Singapore has openly positioned itself as a private banking hub in Asia, aiming to tap into the region's population of approximately 2.4 million high-net-worth individuals (ie, people with at least US$1m-worth of fluid assets), who own an amassed fortune of US$7.6 trillion-worth of assets. With these figures exponentially higher than just a few years ago, personal assets within the region are set to further increase with the forecasted growth of China and India.
Many investors see Singapore as a stable centre for wealth management due to the island state's solid regulations and variety of available instruments and service sectors. This is matched by a diverse, highly educated and largely bilingual workforce which frames the important aspects of social and political diplomacy required for an influx of personal wealth investment.
Private banks themselves have nearly doubled in number since the year 2000, with headcounts having increased between 15% and 45%, steadily making Singapore the sixth largest offshore private banking centre in the world. But problems still plague private banking recruitment, largely due to a local skills shortage and the current market volatility.
Shortage of relationship managers
The country's central bank, the Monetary Authority of Singapore (MAS), has estimated that approximately US$200bn-worth of private banking assets are being managed in Singapore.
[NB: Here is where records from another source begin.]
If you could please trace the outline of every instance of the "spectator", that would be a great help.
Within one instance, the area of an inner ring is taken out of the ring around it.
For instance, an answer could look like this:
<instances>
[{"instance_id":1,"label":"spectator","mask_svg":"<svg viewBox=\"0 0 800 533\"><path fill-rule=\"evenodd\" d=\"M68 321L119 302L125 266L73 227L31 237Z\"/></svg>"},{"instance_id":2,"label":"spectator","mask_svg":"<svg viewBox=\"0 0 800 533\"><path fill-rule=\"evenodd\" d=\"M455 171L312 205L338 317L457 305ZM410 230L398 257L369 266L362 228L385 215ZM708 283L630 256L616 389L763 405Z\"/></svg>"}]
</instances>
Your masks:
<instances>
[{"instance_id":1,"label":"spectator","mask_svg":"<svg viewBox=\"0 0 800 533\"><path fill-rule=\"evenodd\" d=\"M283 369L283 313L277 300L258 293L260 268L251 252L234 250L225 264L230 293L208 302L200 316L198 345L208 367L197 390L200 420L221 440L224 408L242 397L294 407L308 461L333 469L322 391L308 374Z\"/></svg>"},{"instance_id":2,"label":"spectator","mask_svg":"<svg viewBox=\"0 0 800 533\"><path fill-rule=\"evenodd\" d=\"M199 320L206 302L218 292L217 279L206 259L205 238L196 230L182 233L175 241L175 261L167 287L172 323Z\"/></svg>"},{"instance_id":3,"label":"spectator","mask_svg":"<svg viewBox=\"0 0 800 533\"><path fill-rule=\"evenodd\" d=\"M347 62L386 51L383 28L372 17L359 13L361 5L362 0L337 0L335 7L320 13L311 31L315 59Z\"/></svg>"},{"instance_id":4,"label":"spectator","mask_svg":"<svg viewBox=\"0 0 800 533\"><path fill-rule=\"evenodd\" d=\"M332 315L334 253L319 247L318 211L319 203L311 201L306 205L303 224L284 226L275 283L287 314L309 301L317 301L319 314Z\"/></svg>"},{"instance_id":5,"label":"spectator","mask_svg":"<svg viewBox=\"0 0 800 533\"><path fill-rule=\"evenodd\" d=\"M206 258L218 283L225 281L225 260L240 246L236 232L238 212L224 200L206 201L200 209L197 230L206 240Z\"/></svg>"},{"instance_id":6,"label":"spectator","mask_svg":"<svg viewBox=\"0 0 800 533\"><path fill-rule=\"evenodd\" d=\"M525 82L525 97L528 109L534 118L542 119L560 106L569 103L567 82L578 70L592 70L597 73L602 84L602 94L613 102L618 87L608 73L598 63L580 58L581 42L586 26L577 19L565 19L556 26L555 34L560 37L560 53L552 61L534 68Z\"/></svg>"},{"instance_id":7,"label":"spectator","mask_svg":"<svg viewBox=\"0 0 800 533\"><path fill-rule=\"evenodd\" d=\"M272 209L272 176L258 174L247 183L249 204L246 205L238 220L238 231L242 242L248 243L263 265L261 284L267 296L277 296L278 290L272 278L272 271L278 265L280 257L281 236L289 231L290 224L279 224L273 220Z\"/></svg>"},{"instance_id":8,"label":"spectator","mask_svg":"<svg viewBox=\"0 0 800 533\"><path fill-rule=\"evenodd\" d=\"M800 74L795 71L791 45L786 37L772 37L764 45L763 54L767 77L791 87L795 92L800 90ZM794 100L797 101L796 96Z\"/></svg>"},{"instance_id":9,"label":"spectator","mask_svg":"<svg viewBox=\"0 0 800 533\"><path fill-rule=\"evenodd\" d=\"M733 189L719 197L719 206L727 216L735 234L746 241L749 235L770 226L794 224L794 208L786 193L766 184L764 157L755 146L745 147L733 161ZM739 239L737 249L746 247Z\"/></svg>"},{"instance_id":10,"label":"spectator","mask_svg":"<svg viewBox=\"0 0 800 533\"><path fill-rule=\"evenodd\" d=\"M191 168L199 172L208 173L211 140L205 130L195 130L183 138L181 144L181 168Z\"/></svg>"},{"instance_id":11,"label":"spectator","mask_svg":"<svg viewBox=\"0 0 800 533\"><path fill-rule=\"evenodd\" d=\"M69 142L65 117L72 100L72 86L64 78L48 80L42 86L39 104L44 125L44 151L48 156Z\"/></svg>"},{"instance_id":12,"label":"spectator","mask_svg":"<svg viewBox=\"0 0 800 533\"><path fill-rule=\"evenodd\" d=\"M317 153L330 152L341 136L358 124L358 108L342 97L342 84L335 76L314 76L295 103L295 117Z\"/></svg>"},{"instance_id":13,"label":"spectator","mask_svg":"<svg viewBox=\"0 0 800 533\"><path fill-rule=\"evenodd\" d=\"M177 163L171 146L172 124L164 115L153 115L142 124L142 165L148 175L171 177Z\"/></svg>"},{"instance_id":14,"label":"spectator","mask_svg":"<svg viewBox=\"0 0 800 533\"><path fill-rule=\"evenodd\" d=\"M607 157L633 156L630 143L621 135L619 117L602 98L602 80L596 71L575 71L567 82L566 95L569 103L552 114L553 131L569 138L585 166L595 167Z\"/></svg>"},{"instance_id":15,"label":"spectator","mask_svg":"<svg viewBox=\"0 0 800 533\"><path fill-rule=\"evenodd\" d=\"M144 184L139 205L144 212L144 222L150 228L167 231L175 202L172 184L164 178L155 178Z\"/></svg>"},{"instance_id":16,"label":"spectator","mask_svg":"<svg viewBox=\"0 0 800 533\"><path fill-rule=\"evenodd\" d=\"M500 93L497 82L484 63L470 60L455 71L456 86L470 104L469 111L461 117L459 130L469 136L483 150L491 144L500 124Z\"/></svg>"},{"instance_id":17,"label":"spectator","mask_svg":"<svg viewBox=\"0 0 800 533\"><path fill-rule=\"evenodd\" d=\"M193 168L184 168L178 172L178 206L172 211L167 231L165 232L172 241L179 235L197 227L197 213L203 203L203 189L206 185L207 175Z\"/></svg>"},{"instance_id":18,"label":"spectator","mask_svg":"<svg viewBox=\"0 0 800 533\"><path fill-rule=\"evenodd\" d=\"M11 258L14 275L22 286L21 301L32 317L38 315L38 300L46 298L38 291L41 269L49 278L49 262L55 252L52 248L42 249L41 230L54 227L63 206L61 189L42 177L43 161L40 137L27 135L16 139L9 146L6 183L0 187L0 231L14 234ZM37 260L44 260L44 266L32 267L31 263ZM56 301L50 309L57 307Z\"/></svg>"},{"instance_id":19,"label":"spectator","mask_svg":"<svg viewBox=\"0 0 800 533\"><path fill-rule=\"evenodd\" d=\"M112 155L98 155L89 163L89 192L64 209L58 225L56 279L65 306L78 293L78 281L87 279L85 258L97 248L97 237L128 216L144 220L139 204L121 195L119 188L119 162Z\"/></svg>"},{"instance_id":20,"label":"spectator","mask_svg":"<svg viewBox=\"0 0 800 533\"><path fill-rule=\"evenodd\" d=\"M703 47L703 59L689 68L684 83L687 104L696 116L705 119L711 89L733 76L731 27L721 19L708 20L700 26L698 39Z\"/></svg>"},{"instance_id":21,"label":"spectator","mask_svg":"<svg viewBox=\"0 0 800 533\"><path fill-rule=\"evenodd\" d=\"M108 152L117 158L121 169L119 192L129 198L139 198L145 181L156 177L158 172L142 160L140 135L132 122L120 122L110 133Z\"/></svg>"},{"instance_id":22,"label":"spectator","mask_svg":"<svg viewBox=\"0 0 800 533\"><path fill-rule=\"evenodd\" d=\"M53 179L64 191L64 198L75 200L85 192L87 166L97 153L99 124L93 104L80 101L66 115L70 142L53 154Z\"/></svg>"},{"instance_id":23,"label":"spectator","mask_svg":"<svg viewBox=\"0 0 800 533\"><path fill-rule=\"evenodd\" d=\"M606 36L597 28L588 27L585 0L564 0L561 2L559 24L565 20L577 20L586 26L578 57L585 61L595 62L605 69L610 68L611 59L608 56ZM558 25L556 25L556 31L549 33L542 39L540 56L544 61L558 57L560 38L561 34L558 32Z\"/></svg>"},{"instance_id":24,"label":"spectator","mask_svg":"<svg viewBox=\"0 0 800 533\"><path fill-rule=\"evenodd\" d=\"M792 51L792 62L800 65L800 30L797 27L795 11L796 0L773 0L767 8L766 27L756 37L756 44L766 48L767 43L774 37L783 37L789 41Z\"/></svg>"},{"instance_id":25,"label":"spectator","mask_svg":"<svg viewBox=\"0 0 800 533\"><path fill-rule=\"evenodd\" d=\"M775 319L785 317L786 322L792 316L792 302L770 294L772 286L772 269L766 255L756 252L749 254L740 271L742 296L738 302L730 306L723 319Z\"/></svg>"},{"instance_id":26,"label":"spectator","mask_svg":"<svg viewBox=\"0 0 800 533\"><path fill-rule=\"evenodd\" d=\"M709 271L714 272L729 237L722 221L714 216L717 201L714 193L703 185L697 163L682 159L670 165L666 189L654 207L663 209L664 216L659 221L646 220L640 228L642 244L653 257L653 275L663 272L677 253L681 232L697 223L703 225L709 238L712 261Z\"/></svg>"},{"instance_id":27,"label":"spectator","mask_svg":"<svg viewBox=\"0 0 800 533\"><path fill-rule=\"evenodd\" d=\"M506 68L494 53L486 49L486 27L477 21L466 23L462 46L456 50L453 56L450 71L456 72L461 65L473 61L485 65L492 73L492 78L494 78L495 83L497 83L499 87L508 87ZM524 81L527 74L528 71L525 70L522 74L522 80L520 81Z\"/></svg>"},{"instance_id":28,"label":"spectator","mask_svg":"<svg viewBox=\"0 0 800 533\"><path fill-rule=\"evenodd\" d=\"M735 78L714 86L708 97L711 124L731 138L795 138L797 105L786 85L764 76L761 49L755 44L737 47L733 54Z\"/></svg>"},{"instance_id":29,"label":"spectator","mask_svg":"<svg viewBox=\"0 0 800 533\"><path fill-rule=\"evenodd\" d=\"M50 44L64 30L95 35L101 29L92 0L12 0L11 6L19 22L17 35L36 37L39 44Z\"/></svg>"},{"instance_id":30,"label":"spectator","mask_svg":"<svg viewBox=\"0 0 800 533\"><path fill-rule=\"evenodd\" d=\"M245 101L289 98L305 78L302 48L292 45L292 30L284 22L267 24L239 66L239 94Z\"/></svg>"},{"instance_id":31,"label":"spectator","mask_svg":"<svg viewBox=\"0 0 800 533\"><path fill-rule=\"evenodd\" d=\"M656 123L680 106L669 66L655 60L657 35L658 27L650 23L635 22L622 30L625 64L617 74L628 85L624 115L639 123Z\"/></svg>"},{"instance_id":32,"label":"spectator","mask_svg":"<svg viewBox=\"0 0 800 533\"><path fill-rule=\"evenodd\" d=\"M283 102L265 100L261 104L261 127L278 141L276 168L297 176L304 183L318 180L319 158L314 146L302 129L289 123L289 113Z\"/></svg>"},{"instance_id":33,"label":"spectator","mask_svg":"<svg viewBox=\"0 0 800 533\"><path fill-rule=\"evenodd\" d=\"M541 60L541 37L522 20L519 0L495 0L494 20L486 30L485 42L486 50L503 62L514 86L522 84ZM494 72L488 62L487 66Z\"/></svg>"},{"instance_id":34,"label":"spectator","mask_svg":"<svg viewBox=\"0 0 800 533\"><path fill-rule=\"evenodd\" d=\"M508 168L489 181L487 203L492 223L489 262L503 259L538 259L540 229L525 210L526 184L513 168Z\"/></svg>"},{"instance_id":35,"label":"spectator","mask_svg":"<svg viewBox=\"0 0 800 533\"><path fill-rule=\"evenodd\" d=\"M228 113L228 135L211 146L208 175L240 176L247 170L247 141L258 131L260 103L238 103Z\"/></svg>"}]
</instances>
With this in mind, and combined with an onslaught of boutique players setting up shop locally, private banks have ambitiously sought to increase market share in Asia, leading to a serious talent shortage.
The reality, however, is that the real lack lies in the industry's relatively small supply of seasoned and experienced relationship managers with existing portfolios and contacts. This is due to the relative novelty of private banking in the region, with a very limited number of genuine private bankers who have developed their careers from the 1990s, when private banking first started in Singapore.
While banks are willing to offer attractive packages to senior private bankers with access to high-net-worth clients, these private bankers are usually difficult to move because they are loath to persuade clients to switch banks - a practice that might be detrimental to client relationships if practised too often and within too short a time frame.
With the economy buoyant between 2005 and 2007, many senior private bankers who have moved within the last two to three years are generally not likely to consider moving again for the next few years, leaving the industry relatively stagnant in the crème de la crème of its upper tiers.
Creative approaches to hiring
In view of the region's shortage of experienced individuals, private banks are becoming increasingly creative in their efforts to bolster the ranks of wealth managers in Asia.
Some larger private banks, such as UBS and Credit Suisse, are looking to human resources initiatives such as intensive in-house training programmes. These involve the mass recruitment of private banking trainees with no private banking experience, sourced from varied backgrounds (though largely from wealth management institutes or those with degrees in finance and/or accounting). There has also been an increase in in-house training programmes designed to retrain corporate and retail bankers for the private banking sector.
However, such hiring strategies have drawbacks, as many junior private bankers under-perform to a point where their employers incur losses by investing more in their training than the bankers contribute in revenue. And despite these training measures, the private banking industry in Singapore (and within the region) still lacks local experience and expertise.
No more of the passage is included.